In 2012, when Wharton moved to its new West Coast home and hub for Silicon Valley-interested full-time MBAs in San Francisco, Vice Dean of Wharton/San Francisco, Doug Collom told Poets&Quants, the school had officially moved out of “stealth mode.” Three years later, those words couldn’t ring any truer.
The plan then was to develop the school’s San Francisco version of its prestigious Executive MBA program into the same size as the Philadelphia cohort of 115 students. The West Coast Class of 2016 has 107 students while maintaining the quality of the East Coast version more than 3,000 miles away, proving once again, this is no Wild West outpost. While San Francisco boasts more women and international students in its Class of 2016 than the Philadelphia cohort, GMAT scores remain comparable—Philadelphia’s most recent cohort boasted a median 700 score while San Francisco came in with a 695.
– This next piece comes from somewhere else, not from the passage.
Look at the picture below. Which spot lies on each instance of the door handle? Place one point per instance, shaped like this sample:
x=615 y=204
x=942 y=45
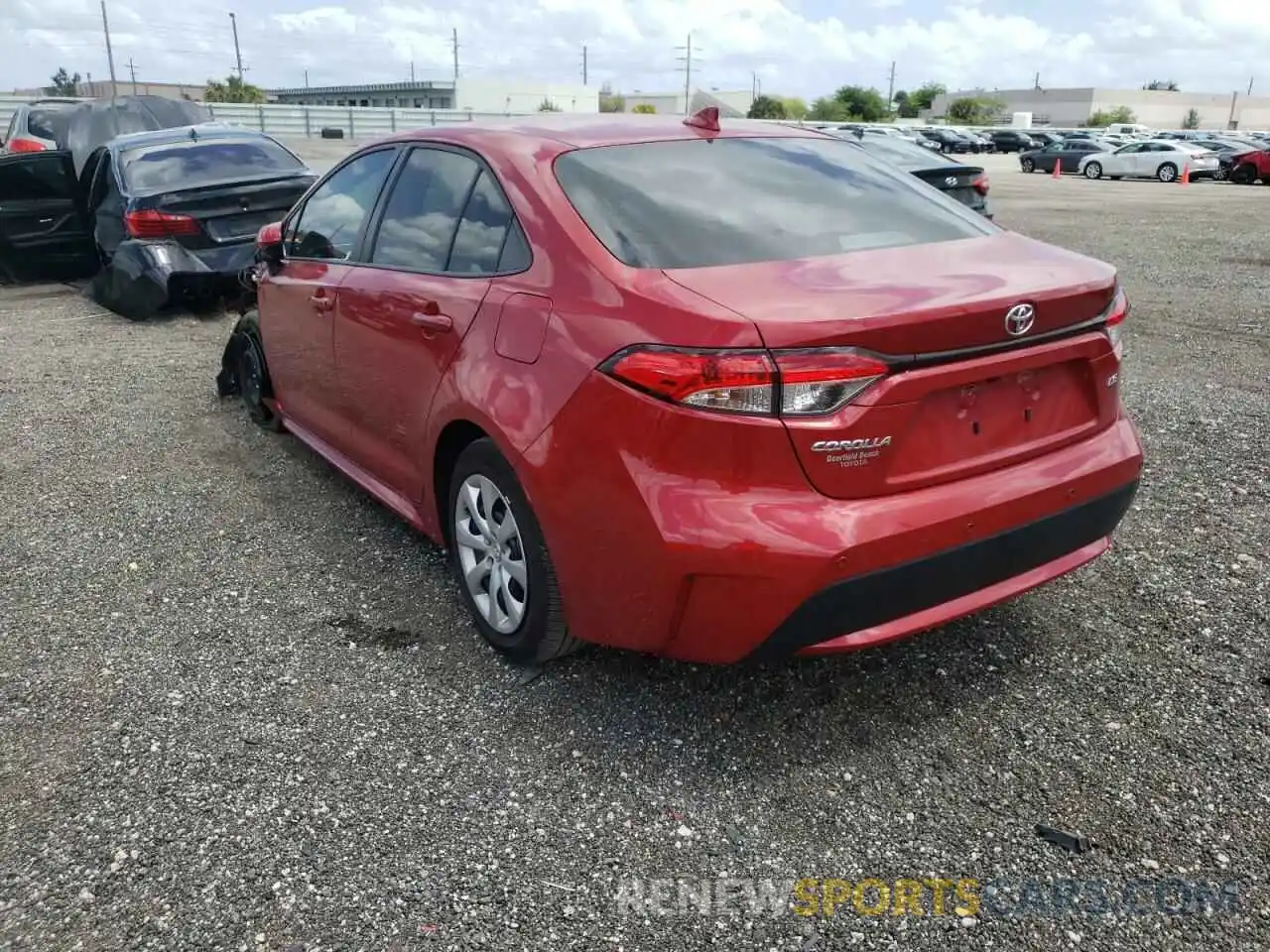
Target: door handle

And the difference in location might not matter much, anyway. As vice dean of both programs, Peggy Bishop Lane says that students–no matter where they start–will often spend a semester on the other campus and new tele-presence technology allows entire classrooms to “sit in” on classrooms across the country. At a time when many business schools have offered “lite” versions of their MBA degrees in executive programs, Wharton continues to stand on the high ground, providing a top-notch and ‘non-diluted’ MBA experience for executives.
Bishop Lane has been in business education for more than two decades and across three schools. She has taught at Northwestern University’s Kellogg School of Management, NYU’s Stern School of Business, and The Wharton School. For more than a decade, she has either been a dean or a director of an MBA program at Wharton.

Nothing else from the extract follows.